We transplanted 30 I. deltoidea seedlings from one plot at Cocha Cashu where adults, juveniles, seeds and fruits were colonized by D. mutila. Ten seedlings were transplanted to shade conditions, ∼55±15 µmol m⁻² s⁻¹, ten to a reduced light environment in a greenhouse, ∼491±34 µmol m⁻² s⁻¹, and ten to full sun exposure, ∼1058±23 µmol m⁻² s⁻¹. All seedlings had two leaves and did not have any visible disease symptoms produced by D. mutila or any other foliar spot. Light availability was measured three times a day (6 am, 12 pm and 5 pm) for a period of ten days and all disease symptoms and insect damage were recorded and measured daily. The average daily temperature in the understory and full sun conditions was 23±3°C and 26±5°C in the greenhouse.

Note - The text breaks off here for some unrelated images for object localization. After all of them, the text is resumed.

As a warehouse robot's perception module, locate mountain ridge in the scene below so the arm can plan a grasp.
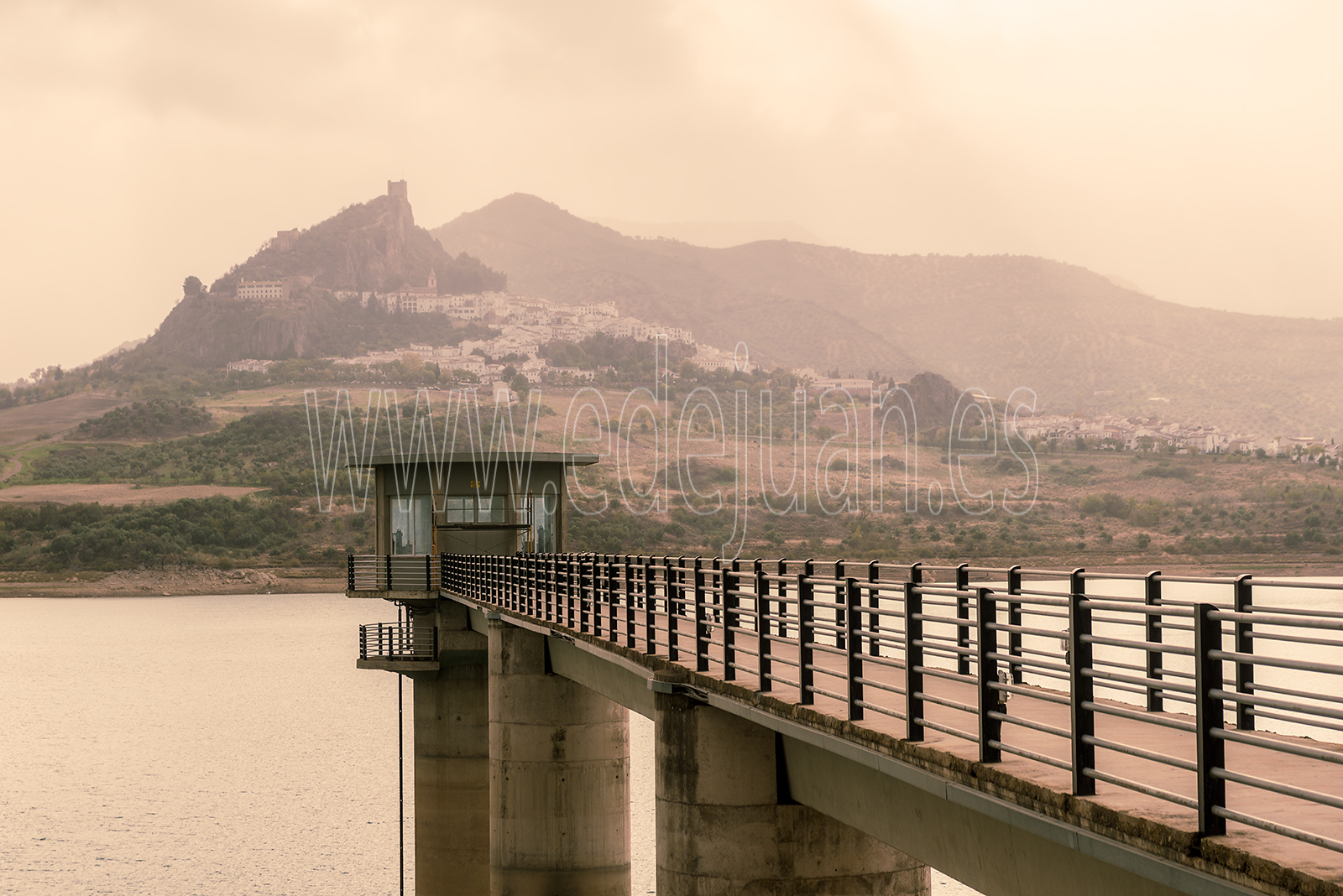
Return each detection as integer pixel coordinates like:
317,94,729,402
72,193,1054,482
430,193,1343,435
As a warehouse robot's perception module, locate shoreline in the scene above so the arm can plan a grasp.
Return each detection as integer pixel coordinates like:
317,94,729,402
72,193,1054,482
0,567,345,600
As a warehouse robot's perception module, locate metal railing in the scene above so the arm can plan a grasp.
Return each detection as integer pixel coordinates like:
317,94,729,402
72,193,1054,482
358,623,438,661
354,554,1343,852
345,554,450,591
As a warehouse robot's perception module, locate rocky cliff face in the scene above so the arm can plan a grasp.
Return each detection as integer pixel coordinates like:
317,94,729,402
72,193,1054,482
210,195,508,295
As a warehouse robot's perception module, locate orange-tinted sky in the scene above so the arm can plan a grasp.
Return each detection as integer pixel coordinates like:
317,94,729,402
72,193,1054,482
0,0,1343,381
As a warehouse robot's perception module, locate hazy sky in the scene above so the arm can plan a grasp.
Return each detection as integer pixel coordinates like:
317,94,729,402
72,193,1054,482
0,0,1343,381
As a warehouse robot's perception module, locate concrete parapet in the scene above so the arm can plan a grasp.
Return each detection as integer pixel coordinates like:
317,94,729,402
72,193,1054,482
654,672,931,896
489,621,630,896
415,601,490,896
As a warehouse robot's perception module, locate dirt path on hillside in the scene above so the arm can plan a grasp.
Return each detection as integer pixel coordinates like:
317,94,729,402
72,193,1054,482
0,483,264,507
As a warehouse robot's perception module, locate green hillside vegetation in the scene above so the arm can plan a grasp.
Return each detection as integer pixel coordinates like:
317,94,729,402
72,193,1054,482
76,399,213,439
0,497,309,571
434,193,1343,436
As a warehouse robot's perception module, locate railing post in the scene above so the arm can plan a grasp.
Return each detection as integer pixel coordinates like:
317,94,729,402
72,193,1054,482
1233,576,1254,731
719,560,741,681
694,557,709,672
624,554,635,650
1068,569,1096,797
755,557,774,694
844,576,862,721
663,557,685,663
1143,570,1166,712
707,557,724,623
1194,603,1226,837
905,581,922,741
797,560,817,707
1007,566,1021,684
975,587,1003,762
956,563,969,675
643,557,658,656
575,557,585,633
868,560,881,656
606,554,620,643
835,560,849,650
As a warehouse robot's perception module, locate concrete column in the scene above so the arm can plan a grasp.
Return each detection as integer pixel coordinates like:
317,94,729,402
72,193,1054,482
412,601,490,896
489,621,630,896
654,672,931,896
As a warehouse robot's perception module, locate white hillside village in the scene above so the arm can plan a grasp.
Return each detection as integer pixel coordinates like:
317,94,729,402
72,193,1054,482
227,283,1343,466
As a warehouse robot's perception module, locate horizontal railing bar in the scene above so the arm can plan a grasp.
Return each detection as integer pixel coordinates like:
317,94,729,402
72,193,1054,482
1083,768,1198,809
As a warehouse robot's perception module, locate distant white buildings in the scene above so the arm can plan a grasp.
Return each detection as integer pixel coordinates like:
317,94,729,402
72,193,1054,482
224,358,275,372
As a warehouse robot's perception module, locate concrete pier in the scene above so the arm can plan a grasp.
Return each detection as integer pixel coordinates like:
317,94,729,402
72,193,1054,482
489,620,630,896
654,672,931,896
411,601,490,896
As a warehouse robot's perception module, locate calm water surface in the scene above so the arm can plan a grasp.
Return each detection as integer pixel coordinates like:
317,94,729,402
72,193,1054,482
0,594,974,896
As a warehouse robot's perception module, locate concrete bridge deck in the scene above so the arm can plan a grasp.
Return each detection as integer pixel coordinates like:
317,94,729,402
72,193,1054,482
352,558,1343,894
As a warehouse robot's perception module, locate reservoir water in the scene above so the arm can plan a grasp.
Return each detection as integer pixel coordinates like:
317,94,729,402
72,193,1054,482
0,593,1343,896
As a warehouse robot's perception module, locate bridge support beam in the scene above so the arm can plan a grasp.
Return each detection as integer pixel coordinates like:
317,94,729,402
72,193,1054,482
489,620,630,896
654,672,931,896
411,601,490,896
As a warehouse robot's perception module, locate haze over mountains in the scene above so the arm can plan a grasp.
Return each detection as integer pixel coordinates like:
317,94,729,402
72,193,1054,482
431,193,1343,435
86,185,1343,436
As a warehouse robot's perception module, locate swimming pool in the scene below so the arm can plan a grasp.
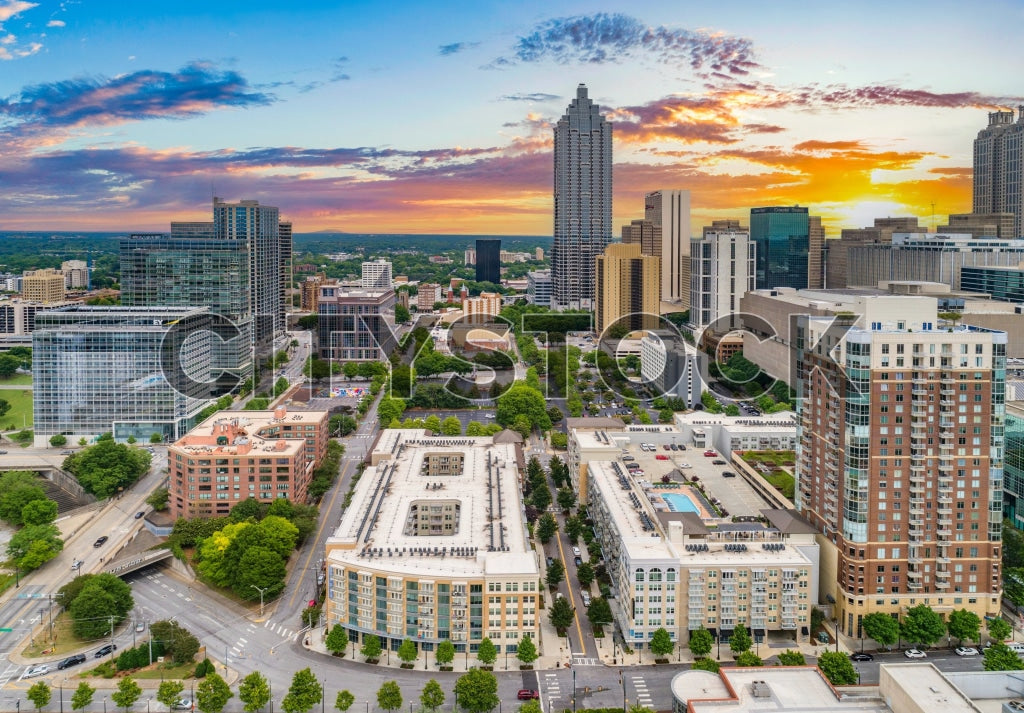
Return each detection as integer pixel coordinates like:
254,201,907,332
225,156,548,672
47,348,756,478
662,493,700,514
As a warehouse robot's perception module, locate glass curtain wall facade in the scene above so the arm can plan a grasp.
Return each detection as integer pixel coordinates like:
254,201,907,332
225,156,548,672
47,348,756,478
32,305,213,446
751,206,810,290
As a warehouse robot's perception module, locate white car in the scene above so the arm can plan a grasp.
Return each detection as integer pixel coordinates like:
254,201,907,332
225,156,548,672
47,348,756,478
23,664,50,678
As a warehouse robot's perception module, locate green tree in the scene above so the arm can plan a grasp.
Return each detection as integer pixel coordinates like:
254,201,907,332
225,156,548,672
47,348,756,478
537,512,558,544
650,627,676,658
548,594,575,631
863,612,899,648
71,681,96,711
984,641,1024,671
455,669,499,713
324,624,348,656
691,659,721,673
729,624,754,654
157,679,185,711
587,596,611,628
515,635,539,666
987,617,1014,641
476,636,498,666
25,681,50,711
778,648,807,666
736,652,765,667
7,520,63,572
529,484,551,511
948,609,981,643
689,626,715,659
196,671,233,713
495,382,551,431
545,559,565,589
145,488,169,513
818,652,857,685
398,639,420,664
111,676,142,711
434,639,455,666
63,438,151,498
420,678,444,713
558,488,575,512
441,416,462,435
577,562,594,589
359,634,384,661
0,470,46,527
900,604,946,646
281,667,321,713
239,671,270,713
377,681,401,711
334,688,355,713
22,499,57,527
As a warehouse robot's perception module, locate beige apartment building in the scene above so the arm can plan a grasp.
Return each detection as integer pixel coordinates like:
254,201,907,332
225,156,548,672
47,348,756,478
22,267,65,304
325,429,544,654
795,297,1007,637
594,243,662,332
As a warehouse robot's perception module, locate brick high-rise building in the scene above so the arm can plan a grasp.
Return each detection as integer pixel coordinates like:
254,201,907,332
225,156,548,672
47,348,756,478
795,296,1007,637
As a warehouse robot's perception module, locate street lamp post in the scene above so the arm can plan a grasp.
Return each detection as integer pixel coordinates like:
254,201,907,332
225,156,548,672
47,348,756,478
249,584,269,617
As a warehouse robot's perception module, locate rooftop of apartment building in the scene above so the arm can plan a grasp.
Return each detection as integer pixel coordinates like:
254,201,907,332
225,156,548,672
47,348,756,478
328,429,539,577
171,407,328,456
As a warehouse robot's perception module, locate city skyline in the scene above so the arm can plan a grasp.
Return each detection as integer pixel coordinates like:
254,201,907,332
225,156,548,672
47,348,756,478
0,0,1024,236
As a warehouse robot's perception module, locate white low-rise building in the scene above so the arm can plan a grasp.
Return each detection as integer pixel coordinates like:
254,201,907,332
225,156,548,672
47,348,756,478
326,429,542,652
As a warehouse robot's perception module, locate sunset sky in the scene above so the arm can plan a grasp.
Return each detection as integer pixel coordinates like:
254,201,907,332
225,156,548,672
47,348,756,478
0,0,1024,235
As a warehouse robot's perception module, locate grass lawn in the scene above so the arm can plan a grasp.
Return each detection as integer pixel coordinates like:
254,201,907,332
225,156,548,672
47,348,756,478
0,374,32,386
0,388,32,430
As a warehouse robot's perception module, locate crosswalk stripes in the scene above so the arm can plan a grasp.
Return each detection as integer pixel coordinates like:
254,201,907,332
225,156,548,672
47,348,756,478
631,676,653,707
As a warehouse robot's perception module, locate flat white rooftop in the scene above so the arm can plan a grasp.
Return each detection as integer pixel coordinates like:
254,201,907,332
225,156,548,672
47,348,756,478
328,429,539,578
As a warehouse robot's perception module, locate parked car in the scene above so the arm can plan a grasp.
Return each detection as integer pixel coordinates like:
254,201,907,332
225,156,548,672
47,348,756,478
57,654,85,671
22,664,50,678
92,643,118,659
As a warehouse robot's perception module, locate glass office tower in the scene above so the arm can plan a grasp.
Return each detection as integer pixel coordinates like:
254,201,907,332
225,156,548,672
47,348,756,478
751,206,810,290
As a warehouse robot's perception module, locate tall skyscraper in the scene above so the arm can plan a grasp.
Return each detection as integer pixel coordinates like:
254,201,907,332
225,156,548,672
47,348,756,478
751,206,824,290
476,238,502,285
213,198,285,352
973,106,1024,238
551,84,611,309
594,243,662,332
643,190,690,306
794,296,1007,637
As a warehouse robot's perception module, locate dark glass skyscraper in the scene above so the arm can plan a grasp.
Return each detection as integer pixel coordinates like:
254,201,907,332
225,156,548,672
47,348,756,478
751,206,810,290
476,238,502,285
551,84,611,309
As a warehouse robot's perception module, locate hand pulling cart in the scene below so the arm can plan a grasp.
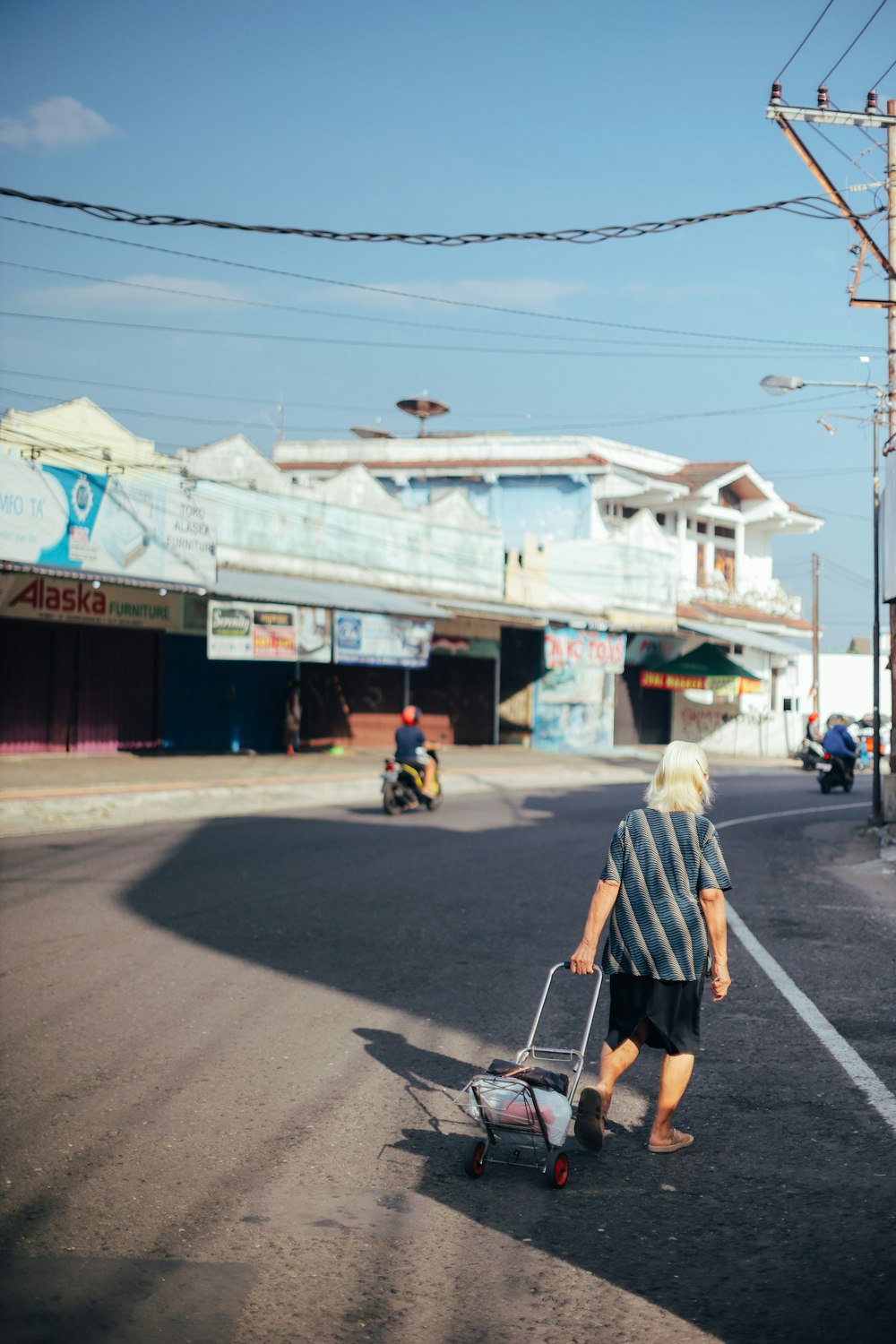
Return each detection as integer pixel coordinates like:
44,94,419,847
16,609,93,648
455,961,603,1190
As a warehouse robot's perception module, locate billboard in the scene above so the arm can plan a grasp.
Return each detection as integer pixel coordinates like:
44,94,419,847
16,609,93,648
333,612,435,668
207,599,332,663
544,626,626,672
880,468,896,602
0,457,216,588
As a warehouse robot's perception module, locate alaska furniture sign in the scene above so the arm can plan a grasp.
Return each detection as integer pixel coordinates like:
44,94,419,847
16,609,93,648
0,457,218,589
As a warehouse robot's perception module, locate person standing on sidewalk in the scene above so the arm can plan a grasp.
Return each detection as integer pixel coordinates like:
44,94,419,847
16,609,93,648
570,742,731,1153
283,676,302,755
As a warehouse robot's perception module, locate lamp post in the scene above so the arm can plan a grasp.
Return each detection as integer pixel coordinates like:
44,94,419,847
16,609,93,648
759,374,887,827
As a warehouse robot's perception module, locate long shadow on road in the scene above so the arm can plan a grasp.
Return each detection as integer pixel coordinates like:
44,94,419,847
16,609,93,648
98,788,896,1344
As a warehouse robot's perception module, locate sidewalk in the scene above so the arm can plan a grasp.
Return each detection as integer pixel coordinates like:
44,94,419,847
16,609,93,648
0,746,797,836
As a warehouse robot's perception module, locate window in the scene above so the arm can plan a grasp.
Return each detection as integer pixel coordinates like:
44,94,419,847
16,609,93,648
713,546,735,588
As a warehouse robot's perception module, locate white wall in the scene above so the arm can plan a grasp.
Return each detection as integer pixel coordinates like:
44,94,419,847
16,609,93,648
798,653,893,723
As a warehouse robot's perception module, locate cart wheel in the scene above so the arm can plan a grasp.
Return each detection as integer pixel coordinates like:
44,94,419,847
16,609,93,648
544,1150,570,1190
463,1139,489,1180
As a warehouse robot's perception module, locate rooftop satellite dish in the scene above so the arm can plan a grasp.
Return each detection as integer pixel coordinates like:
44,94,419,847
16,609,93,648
395,397,449,438
352,425,395,438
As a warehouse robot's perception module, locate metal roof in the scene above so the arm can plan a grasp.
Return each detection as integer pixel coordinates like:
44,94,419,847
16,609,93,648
678,617,806,659
215,570,452,621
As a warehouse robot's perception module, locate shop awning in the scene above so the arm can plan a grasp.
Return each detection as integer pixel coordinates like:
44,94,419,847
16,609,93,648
641,642,762,695
678,620,807,659
215,570,452,621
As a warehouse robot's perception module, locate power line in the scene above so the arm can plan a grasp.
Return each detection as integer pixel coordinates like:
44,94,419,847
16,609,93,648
0,258,854,349
0,311,870,359
775,0,834,83
872,61,896,89
0,368,870,437
0,215,877,351
0,185,859,247
818,0,892,86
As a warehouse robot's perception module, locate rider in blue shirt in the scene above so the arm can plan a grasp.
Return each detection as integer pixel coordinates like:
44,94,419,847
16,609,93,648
823,718,857,780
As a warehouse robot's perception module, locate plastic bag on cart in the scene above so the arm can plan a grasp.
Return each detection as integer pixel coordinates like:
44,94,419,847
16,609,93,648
466,1078,573,1148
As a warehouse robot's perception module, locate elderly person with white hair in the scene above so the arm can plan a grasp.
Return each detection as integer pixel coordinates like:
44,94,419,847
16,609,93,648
570,742,731,1153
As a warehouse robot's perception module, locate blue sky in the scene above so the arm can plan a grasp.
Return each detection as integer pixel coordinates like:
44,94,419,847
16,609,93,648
0,0,896,650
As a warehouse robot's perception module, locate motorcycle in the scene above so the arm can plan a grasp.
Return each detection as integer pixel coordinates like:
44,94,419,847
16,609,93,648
817,752,855,793
380,752,444,817
794,738,825,771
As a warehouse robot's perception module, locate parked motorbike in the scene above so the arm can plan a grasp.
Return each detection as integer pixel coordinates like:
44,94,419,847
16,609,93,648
382,752,444,817
817,752,853,793
794,738,825,771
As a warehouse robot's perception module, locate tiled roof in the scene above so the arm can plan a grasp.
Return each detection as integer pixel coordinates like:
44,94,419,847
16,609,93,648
667,462,750,491
277,453,607,473
678,599,812,631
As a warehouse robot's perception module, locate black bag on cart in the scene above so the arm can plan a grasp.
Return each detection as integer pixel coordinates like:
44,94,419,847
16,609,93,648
485,1059,570,1097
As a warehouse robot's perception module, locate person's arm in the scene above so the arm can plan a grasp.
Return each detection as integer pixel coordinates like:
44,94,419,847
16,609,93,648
570,878,619,976
697,887,731,1003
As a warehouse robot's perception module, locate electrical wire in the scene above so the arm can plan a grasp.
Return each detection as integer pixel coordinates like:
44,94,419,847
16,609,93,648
775,0,834,83
818,0,887,88
0,215,876,351
0,368,870,437
872,61,896,89
0,309,870,360
0,258,859,349
0,185,859,247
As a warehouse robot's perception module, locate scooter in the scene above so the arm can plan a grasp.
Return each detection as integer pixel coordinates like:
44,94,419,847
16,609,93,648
794,738,825,771
380,752,444,817
815,752,855,793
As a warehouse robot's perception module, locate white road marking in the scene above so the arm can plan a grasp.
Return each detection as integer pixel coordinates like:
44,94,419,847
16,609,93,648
716,803,896,1134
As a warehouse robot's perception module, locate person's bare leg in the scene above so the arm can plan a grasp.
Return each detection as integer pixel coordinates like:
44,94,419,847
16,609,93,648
649,1055,694,1144
597,1023,648,1116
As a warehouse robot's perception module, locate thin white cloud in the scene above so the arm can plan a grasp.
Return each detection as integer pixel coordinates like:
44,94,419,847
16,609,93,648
302,276,587,312
0,94,124,150
22,274,255,314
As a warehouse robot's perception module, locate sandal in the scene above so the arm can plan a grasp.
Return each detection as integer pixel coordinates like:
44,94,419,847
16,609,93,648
648,1129,694,1153
573,1088,603,1153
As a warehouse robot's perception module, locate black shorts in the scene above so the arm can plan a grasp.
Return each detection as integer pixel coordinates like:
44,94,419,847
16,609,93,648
606,975,705,1055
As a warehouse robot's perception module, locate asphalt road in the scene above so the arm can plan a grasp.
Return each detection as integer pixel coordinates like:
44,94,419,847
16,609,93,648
0,771,896,1344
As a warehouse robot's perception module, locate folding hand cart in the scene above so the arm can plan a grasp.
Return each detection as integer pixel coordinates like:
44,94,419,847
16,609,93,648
455,961,603,1190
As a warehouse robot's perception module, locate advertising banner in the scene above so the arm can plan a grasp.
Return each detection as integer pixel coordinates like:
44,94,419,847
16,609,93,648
0,457,216,588
208,599,331,663
333,612,435,668
0,574,184,631
544,628,626,672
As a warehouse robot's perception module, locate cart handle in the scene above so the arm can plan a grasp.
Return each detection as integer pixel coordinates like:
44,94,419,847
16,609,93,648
520,961,603,1093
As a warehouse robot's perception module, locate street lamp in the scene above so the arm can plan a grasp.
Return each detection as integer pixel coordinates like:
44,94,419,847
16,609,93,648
759,374,892,827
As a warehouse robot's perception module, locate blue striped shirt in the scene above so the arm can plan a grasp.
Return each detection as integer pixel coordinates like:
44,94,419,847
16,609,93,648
600,808,731,980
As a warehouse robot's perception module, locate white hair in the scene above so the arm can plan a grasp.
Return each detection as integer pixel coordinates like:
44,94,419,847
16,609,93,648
643,742,712,812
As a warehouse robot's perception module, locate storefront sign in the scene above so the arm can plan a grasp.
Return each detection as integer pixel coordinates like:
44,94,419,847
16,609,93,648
333,612,434,668
544,628,626,672
0,574,181,631
0,457,216,588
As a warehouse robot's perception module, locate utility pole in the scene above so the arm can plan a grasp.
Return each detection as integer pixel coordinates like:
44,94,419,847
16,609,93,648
812,556,821,730
766,81,896,820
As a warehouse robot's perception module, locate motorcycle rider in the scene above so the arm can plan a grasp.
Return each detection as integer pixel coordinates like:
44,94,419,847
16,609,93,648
823,714,857,782
395,704,438,798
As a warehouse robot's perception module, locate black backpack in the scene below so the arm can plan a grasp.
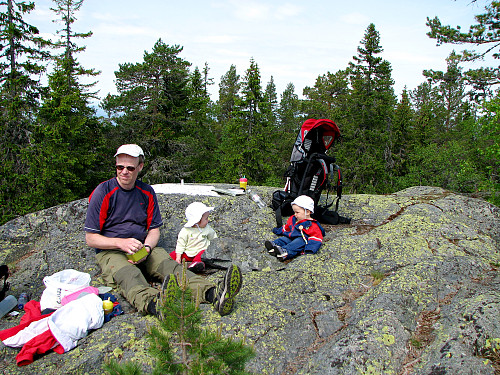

On December 2007, ∼370 Coccotrypes sp. beetles and larvae were extracted from more than 100 fruits and seeds of I. deltoidea. In a Petri plate (60×15 mm, Fisher Scientific Co. Canada) we placed two 1-cm² of PDA (Potato Dextrose Agar) and two 1-cm² of PDA infested with D. mutila, covered with squares of non-acidic paper to simulate dark conditions found inside seeds and fruits. PDA was replaced everyday for the duration of the experiment to avoid contamination of non-infested PDA by D. mutila. We set up 12 repetitions following this procedure. Six to ten beetles were released in the each Petri plate and monitored daily for 8 to 12 days.

To assess the effect of light on the fungus, laboratory observations were made on mycelial growth in Water Agar (WA) and Potato Dextrose Agar (PDA). Two photoperiod treatments were employed for five days with six D. mutila samples per treatment. The first treatment consisted of 12-hour cycle of darkness and 12-hour cycle of white light (fluorescent, 100±10 µmol m⁻² s⁻¹), while the second consisted of 21-hour cycle of darkness and 3-hour cycle of light for five days, (6 repetitions per treatment, constant temperature for all treatments was 24°C).

Methanolic extracts of culture discs from D. mutila grown at room temperature and 30°C in dark and light conditions were analyzed by HPLC [34]. Fungal cultures were extracted in methanol 80% at day 10 of the experiment. Samples were concentrated using a rotovapour (model 11, Buchi, Flawil, Switzerland) at 45°C and dried in speed vacuum (Savant PSD 2010 Speed Vac Concentrator, Thermo). Dried samples were dissolved in 1 ml of methanol 80% with add of vortex and sonication, and filtered using 0.45 µm Nylon (CostarR) filters held in a 2.0 ml polypropylene tube and centrifuged at 5000 rpm for 45 sec before analysis. Sample analysis was conducted with HPLC (Waters, Milford, MA) using a C 18 Luna column (4.6×150 mm; particle size 5 µm; Phenomenex, Torrance, CA). Samples (20 µl) were injected into the column, and gradient elution was used for fractional separation with two solvents at a flow of 1 mL/minute, Solvent A consisted of 10% Methanol in H₂O adjusted pH 3.5 with formic acid0. Solvent B consisted of 20% water (pH 3.5), 20% methanol and 60% acetronitrile. The gradient consisted of 0 minute at 100% A, followed by 5 minutes at 85% A, 10 minutes at 80% A, 20 minutes at 75% A, 25 minutes at 73% A27 minutes at 60% A, 30 minutes at 60% A, 35 minutes at 50% A, 40 minutes at 10% A, 45 minutes at 0% A, and 50 minutes at 100% A and holding at 100% A for a final 55 minutes. Five minutes of equilibration at 100% A was performed before and after each injection.

Fungal cultures were grown on PDA medium and incubated in two different temperatures (25°C and 30°C) and light conditions (dark and light). Accumulation of hydrogen peroxide was evaluated after 5 days of growth following method described by Munkres (1990) [43]. In brief, hydrogen peroxide was indicated by the accumulation of a red precipitate after being flooded with 5 ml solution of 100 mM potassium phosphate buffer, pH 6.9, 2.5 mM diaminobenzidine tetrachloride and 5 purpurogallin units/ml of horseradish peroxidase (Type VI, Sigma Chemical Company, St. Louis, MO). Plates were incubated at 30°C in dark for one hour before the solution was discarded. Afterward, plates were inverted and incubated at 30°C in the dark for 24 h and then photographed.